The Atlantic, a once-great magazine, has determined that the total eclipse of the sun due to occur on Monday will fail to affect enough black people.
The Atlantic’s very lengthy essay on the failure of the eclipse to occur where a sufficient number of black people reside is entitled “American Blackout.” It clocks in at a remarkable 4,544 words and does not appear to be satire.
Concerning “the Great American Eclipse,” Brooklyn Law School professor Alice Ristroph writes in the rapidly deteriorating magazine, “there live almost no black people” “along most of its path.”
The Atlantic’s longwinded law professor assures readers that “implicit bias of the solar system” is “presumably” not the cause of eclipse’s failure to affect enough black people.
“Still, an eclipse chaser is always tempted to believe that the skies are relaying a message.”
Oregon, where the eclipse will first appear in the continental United States, “is almost entirely white.” “There are very few black Oregonians, and this is not an accident.” It’s totally on purpose in 2017, The Atlantic claims, because the Pacific Northwest state had a “racial exclusion” clause in its original 1857 constitution.
The Atlantic notes that the eclipse will then move toward Wyoming and Idaho, which also have very low populations of black people.
After an extensive discourse criticizing the U.S. Census, The Atlantic tells readers that the eclipse will travel through Nebraska, Kansas, Iowa and Missouri. In this section of its essay, The Atlantic manages to drop the names of Bruce Springsteen, Jesse James, Eminem, Chelsea Manning, Michael Brown and Howard Zinn (a shallow socialist writer panned even by most serious socialists).

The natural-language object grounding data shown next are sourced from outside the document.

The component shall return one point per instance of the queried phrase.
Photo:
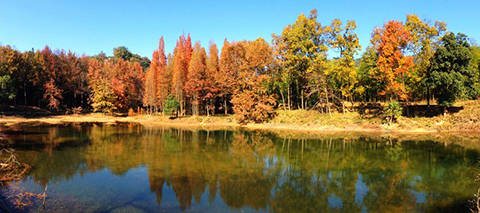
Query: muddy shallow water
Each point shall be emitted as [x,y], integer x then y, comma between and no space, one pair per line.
[137,169]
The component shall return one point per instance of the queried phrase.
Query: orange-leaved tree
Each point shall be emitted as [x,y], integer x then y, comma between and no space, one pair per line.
[394,66]
[251,99]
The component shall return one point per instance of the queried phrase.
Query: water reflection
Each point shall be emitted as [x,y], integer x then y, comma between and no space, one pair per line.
[103,169]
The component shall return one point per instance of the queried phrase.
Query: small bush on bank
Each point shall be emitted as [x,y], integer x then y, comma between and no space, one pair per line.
[392,111]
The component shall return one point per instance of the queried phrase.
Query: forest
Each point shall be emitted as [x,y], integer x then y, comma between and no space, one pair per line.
[309,66]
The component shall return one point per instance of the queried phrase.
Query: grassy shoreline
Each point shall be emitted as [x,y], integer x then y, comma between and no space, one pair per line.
[466,121]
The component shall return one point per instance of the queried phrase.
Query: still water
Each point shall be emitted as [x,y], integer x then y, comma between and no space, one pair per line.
[138,169]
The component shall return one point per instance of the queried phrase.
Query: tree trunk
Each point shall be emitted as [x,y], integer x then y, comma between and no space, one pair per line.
[303,104]
[326,97]
[225,105]
[428,95]
[288,98]
[24,93]
[283,100]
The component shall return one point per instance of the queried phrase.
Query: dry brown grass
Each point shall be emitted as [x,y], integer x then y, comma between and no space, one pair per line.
[467,120]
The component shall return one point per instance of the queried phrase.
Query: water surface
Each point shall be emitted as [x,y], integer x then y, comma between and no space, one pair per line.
[137,169]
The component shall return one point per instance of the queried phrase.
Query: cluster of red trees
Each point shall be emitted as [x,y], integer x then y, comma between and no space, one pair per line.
[247,77]
[204,83]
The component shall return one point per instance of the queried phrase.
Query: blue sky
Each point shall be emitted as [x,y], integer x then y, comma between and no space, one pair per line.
[88,27]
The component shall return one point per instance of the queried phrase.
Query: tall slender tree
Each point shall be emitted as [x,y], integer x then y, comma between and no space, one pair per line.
[394,67]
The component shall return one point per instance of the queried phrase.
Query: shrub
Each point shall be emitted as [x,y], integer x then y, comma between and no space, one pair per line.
[392,111]
[77,110]
[250,106]
[170,105]
[131,112]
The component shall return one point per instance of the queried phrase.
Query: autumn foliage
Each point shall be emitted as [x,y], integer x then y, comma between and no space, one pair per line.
[309,65]
[393,66]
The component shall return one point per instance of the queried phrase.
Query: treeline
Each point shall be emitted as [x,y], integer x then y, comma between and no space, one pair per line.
[307,66]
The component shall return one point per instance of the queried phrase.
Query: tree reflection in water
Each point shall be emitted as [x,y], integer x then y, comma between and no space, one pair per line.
[104,168]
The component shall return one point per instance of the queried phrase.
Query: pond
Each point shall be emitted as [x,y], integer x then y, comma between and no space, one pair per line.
[130,168]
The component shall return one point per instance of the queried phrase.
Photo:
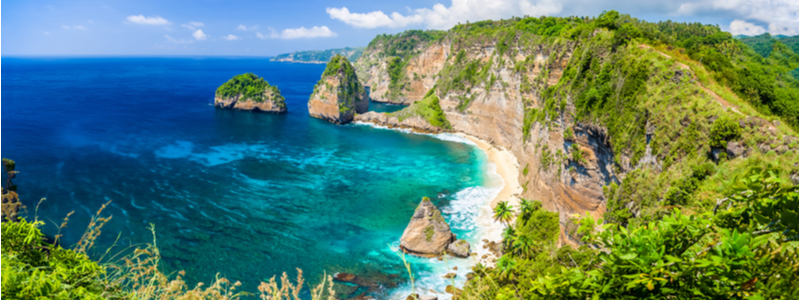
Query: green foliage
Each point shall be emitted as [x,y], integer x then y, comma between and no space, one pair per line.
[33,269]
[577,154]
[763,44]
[428,233]
[352,54]
[681,192]
[428,108]
[724,130]
[396,68]
[750,251]
[251,87]
[404,44]
[503,212]
[569,135]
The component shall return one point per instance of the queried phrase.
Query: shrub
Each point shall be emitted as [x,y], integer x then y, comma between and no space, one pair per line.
[724,130]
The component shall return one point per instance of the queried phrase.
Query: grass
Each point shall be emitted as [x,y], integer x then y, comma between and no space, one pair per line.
[35,269]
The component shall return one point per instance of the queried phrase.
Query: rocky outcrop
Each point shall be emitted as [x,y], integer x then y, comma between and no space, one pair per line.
[338,96]
[250,92]
[428,233]
[459,248]
[419,72]
[415,123]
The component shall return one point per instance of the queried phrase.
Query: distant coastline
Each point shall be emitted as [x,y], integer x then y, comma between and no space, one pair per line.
[317,56]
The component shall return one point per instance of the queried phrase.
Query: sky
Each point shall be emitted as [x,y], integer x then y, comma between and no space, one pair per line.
[267,28]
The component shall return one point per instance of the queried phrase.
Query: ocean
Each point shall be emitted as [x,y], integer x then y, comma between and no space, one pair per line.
[244,195]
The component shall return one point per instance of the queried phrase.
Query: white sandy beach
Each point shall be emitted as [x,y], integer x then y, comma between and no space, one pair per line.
[507,167]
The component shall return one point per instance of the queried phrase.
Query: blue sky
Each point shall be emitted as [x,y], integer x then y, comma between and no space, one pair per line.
[265,28]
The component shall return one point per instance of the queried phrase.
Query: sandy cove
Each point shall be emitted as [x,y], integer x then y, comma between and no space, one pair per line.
[507,167]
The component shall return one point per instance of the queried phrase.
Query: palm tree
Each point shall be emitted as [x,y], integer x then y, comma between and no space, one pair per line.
[503,213]
[507,266]
[523,246]
[525,209]
[480,270]
[509,234]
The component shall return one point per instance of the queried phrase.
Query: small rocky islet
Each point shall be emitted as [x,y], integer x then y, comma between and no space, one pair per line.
[429,235]
[250,92]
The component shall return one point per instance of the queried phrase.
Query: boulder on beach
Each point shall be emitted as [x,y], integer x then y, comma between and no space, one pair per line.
[459,248]
[427,234]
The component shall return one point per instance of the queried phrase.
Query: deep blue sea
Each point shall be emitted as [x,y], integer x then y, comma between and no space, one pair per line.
[244,195]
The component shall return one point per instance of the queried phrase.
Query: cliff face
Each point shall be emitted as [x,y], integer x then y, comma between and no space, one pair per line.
[496,114]
[250,92]
[338,95]
[318,57]
[580,115]
[416,77]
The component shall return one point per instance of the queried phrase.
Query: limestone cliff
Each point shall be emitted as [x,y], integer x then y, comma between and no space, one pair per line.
[250,92]
[579,114]
[338,96]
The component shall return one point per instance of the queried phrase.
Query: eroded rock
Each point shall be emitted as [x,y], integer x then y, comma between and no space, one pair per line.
[338,95]
[428,233]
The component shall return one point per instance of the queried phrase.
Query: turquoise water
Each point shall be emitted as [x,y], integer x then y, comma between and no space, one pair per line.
[245,195]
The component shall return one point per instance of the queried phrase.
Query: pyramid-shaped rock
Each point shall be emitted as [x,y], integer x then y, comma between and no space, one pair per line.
[427,234]
[338,96]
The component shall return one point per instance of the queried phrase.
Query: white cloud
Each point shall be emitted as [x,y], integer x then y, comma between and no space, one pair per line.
[141,19]
[373,19]
[245,28]
[441,17]
[742,27]
[177,41]
[199,35]
[773,16]
[230,37]
[77,27]
[193,25]
[296,33]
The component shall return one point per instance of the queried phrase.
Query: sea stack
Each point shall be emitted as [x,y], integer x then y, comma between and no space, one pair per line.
[427,234]
[250,92]
[338,95]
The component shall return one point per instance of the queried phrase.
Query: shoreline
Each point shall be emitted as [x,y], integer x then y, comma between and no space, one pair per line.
[507,168]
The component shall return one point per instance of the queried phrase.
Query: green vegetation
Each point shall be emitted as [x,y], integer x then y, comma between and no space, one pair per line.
[33,268]
[428,108]
[765,43]
[743,247]
[252,88]
[317,56]
[724,130]
[404,44]
[428,233]
[577,154]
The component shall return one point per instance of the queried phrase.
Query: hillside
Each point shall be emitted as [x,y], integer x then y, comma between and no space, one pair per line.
[765,43]
[319,56]
[612,118]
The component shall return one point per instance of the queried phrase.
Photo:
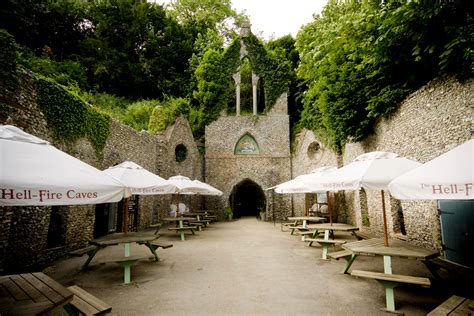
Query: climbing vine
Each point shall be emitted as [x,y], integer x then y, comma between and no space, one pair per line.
[8,60]
[276,73]
[69,116]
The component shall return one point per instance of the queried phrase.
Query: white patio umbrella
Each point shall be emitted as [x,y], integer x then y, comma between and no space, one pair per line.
[372,171]
[210,189]
[32,172]
[186,186]
[450,176]
[301,184]
[139,181]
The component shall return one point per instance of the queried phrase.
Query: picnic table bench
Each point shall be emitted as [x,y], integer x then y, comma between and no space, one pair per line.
[390,281]
[153,246]
[455,305]
[85,303]
[126,262]
[325,243]
[32,294]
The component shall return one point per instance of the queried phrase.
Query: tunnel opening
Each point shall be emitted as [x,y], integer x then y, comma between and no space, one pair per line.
[247,199]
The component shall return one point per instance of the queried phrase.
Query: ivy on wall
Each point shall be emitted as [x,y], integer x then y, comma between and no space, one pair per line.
[69,116]
[214,75]
[276,74]
[8,60]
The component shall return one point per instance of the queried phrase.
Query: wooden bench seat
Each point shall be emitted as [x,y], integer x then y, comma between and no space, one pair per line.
[455,305]
[85,303]
[157,227]
[199,224]
[397,278]
[323,242]
[82,251]
[181,230]
[389,282]
[191,228]
[340,254]
[126,263]
[361,235]
[153,246]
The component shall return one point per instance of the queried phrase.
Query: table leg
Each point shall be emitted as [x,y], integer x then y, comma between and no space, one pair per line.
[152,249]
[349,261]
[126,247]
[389,288]
[325,246]
[181,225]
[91,255]
[293,230]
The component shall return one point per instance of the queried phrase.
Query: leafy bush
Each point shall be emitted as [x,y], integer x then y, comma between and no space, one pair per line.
[8,59]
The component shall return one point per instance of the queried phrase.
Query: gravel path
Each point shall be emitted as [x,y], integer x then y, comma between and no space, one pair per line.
[244,267]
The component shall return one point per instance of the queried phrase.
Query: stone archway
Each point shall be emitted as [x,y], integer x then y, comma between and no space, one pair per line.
[247,199]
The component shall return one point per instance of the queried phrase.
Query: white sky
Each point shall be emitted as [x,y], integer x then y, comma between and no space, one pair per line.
[276,17]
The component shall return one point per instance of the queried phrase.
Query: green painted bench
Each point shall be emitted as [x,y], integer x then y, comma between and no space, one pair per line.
[455,305]
[182,229]
[390,281]
[84,303]
[325,243]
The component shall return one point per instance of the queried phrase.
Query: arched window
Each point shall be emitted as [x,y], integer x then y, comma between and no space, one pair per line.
[180,153]
[246,146]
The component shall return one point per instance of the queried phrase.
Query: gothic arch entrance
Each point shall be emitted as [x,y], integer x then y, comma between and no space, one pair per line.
[247,198]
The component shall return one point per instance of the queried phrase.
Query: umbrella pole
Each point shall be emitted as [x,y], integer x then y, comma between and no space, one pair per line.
[384,219]
[329,206]
[125,216]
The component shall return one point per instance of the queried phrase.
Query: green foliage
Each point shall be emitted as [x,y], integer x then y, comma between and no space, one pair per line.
[69,116]
[274,70]
[360,59]
[67,72]
[8,59]
[137,115]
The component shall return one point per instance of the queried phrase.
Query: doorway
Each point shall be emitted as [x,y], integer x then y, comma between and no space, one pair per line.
[247,199]
[457,231]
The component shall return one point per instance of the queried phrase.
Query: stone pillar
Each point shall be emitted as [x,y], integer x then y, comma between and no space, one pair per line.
[254,92]
[236,78]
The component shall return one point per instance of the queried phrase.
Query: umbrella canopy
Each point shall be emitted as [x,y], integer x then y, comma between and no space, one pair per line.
[139,180]
[372,171]
[35,173]
[210,189]
[447,177]
[301,184]
[186,185]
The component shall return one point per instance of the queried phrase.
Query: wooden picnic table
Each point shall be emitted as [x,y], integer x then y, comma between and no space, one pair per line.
[31,294]
[180,227]
[329,233]
[304,220]
[396,248]
[126,239]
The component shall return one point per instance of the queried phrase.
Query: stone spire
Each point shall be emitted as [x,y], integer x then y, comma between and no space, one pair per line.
[245,28]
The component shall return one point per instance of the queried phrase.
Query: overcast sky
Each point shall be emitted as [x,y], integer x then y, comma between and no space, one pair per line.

“There are too many damn facts,” The Atlantic also complains.
After considerable whining about the Electoral College and the way Congress is organized, The Atlantic moves on to southern Illinois, Kentucky and Tennessee. There’s substantial discussion of the Ku Klux Klan in this section — and, of course, slavery.

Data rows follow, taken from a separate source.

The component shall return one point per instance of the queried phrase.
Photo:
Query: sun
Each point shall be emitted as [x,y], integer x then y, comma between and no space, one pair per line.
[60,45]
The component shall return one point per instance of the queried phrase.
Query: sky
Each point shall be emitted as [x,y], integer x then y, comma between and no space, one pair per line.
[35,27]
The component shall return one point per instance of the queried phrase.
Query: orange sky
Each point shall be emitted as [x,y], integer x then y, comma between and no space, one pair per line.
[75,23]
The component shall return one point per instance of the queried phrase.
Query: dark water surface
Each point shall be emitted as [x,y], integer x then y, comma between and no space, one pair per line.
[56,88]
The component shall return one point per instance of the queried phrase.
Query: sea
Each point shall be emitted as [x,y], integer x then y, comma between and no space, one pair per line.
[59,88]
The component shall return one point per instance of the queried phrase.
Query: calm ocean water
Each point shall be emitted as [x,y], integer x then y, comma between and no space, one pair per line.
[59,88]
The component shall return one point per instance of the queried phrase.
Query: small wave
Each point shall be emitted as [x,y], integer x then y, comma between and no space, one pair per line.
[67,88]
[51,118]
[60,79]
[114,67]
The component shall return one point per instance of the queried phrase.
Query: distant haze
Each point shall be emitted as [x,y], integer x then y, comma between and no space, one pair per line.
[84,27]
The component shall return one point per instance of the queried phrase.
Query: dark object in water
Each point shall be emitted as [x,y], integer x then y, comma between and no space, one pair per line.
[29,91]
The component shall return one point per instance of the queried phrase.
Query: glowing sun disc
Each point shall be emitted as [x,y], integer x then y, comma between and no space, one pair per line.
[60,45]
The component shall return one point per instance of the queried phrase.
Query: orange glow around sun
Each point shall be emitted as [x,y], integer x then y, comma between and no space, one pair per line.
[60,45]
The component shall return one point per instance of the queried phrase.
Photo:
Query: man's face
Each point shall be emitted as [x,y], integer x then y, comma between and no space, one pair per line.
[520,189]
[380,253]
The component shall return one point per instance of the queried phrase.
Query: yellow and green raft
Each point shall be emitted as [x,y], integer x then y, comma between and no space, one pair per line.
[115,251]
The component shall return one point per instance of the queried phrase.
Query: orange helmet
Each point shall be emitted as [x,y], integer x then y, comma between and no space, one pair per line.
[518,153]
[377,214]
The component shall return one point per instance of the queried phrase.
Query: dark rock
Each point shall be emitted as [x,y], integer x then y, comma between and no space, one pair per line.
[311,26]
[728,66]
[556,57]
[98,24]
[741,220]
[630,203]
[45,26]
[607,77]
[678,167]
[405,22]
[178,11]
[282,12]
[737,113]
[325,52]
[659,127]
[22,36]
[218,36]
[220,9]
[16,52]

Here, The Atlantic criticizes Abraham Lincoln for being too cautious with the Emancipation Proclamation.
Next, The Atlantic traces the path of the eclipse to “overwhelmingly white rural areas” in the Deep South. There’s much discussion of the Civil War and much talk about “the glib view” America’s commoners have concerning Civil War history. Dylann Roof, who murdered nine people in the name of white supremacy, rates a mention.
In its final paragraph, The Atlantic concludes that the United States is “still segregated” and has “debts that no honest man can pay.” Cryptically, the magazine suggests, “the strange path of the eclipse suggests a need for reorganization” of the entire American political system.
The Atlantic classifies its article about the path of the eclipse in the category of “science” even though nothing remotely approaching science appears in any of the 4,544 words.